On the other side of the room, Katherine makes her displeasure known, telling Elena that no, this is not going to happen, that she's under no circumstances to involve Klaus. But really, with Bonnie gone, it's not like Elena has an array of witches at hand to solve Katherine's dilemma.

Klaus makes himself comfortable on her couch, leaning back and spreading his arms over the backrest like he owns the place, looking like a spoiled little price trying out his father's throne. "Tell me more, love."

"What do you know about ghosts?" Elena asks, pleased when a look of intrigue crosses Klaus' face and she knows she has his attention.


"I hate you," Katherine says, leaning against Elena's doorframe with a bottle in one hand and a suitcase in another.

Elena would roll her eyes, except that she doesn't want Katherine to think that she's adopting her mannerisms. "I don't know why you're complaining. You seem perfectly fine." Katherine seems to be more than fine, really. Beneath the glare and the scowl, she's positively glowing.

"It's a matter of principle." Katherine sniffs dramatically. "Invite me in, will you? It's the least you can do after essentially selling me out to my worst enemy. I even brought you wine."

She hands Elena the bottle. "It's empty."

Katherine shrugs. "I drank it on the drive up from New Orleans. The music sucked. I got bored. But it's the thought that counts, right?" Her tone is lofty, but there's an undercurrent of humor that's new, less harsh than it used to be. Something's different about her, and Elena realizes that this might well be the first time since Katherine was a human girl that she's not running from something.

Later, sitting on Elena's stained couch with the suitcase Elena pointedly doesn't ask about on the floor next to her, she talks about Freya's freaky ritual and how much she hates what's become of the French Quarter. Then, almost as an aside: "Klaus says to tell you he knows a witch who can fix your humanity problem."

"I have no 'humanity problem'," Elena says automatically. Being human is what she desperately wanted, during every conscious second of her existence as a vampire. She likes being human. And if she gets bored sometimes, if she feels alienated from everything she used to know, that's a small price to pay.

"No, sweetie, you're pretending you don't have a humanity problem. You really need to get over yourself. You're hardly the first person who got the thing she wanted the most only to realize it's not everything she hoped for."

"Speaking from experience?" Elena asks, sharper-tongued than she intended it to be, but she doesn't want to take it back.
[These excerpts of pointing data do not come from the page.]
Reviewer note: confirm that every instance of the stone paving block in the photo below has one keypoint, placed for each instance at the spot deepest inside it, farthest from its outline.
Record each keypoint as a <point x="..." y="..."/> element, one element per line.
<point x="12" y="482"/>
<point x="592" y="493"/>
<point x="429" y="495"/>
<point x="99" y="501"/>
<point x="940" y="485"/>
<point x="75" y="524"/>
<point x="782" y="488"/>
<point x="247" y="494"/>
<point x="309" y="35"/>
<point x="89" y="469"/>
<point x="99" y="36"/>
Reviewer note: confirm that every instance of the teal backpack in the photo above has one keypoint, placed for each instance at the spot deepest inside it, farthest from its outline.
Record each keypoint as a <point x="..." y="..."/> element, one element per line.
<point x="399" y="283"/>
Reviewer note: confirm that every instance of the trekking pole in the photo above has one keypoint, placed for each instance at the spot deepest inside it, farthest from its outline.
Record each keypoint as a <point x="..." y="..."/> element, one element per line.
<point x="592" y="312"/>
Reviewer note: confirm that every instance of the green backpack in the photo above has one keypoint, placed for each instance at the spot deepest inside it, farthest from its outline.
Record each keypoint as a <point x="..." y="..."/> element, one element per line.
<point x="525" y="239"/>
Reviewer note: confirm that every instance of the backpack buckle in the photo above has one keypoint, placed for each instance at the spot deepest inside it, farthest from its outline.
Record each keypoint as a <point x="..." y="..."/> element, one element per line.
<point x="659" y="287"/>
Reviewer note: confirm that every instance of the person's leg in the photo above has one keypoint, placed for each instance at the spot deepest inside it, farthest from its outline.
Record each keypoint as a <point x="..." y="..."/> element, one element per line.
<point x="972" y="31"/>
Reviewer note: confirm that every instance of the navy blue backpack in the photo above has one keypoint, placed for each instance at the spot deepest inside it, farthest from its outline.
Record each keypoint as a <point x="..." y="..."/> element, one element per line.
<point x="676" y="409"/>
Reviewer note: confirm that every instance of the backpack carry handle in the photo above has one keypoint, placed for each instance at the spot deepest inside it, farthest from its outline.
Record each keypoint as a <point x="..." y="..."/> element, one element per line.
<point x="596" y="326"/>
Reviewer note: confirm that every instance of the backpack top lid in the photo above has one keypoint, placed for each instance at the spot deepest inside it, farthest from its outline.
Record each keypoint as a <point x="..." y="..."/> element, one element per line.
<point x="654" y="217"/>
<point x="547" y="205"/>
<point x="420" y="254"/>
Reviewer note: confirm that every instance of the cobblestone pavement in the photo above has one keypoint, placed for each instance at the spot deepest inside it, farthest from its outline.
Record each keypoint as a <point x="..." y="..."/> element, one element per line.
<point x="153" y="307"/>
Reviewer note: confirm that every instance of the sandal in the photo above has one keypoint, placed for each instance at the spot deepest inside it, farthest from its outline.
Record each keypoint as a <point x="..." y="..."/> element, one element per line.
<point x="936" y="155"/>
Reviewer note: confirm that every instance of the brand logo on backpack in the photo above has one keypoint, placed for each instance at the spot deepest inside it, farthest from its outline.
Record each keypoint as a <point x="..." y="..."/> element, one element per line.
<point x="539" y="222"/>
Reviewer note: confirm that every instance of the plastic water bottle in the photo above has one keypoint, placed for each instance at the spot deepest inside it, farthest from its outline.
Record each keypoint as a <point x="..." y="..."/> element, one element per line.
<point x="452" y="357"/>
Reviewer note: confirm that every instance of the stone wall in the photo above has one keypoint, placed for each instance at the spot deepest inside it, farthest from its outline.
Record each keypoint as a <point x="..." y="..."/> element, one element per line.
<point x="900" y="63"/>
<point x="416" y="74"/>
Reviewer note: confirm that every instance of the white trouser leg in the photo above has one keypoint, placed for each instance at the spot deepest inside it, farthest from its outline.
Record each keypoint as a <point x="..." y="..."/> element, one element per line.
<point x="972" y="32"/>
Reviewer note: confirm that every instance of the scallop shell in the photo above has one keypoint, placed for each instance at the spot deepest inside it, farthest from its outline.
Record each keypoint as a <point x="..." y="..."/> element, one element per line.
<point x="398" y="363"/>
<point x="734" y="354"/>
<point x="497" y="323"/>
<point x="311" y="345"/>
Perhaps it's time to accept that Katherine's been rubbing off on her. Perhaps it's not necessarily a bad thing.

Katherine's lips curl into a smile that's one quarter self-depreciating, three-quarters sarcastic. "You know me. I don't do regrets."

Elena decides not to call her on the lie, for now.


Katherine doesn't ask if she can stay, she just opens her suitcase in the middle of the living room like it's a foregone conclusion. She hogs Elena's shower and crawls into Elena's bed and decimates Elena's alcohol. She comes home with bloody teeth and smiles like a dare, and Elena refuses to take the bait.

It's like they're playing an elaborate game of chicken, waiting for something that's got to give.

One day, maybe it will.

Until then, Elena huffs in annoyance even though she secretly finds herself reveling in the break from the boredom that eats her up sometimes and the routine of normalcy that still feels oddly fake.

Until then, Katherine offers biting running commentary on Elena's life choices, but quietly enjoys the novel concept of having a home and the company of someone who knows her terrifyingly well because she could almost have been her, if life had taken a different road.

It's nothing either of them would ever admit. But Katherine doesn't leave and Elena doesn't ask her to, and perhaps that's admission enough.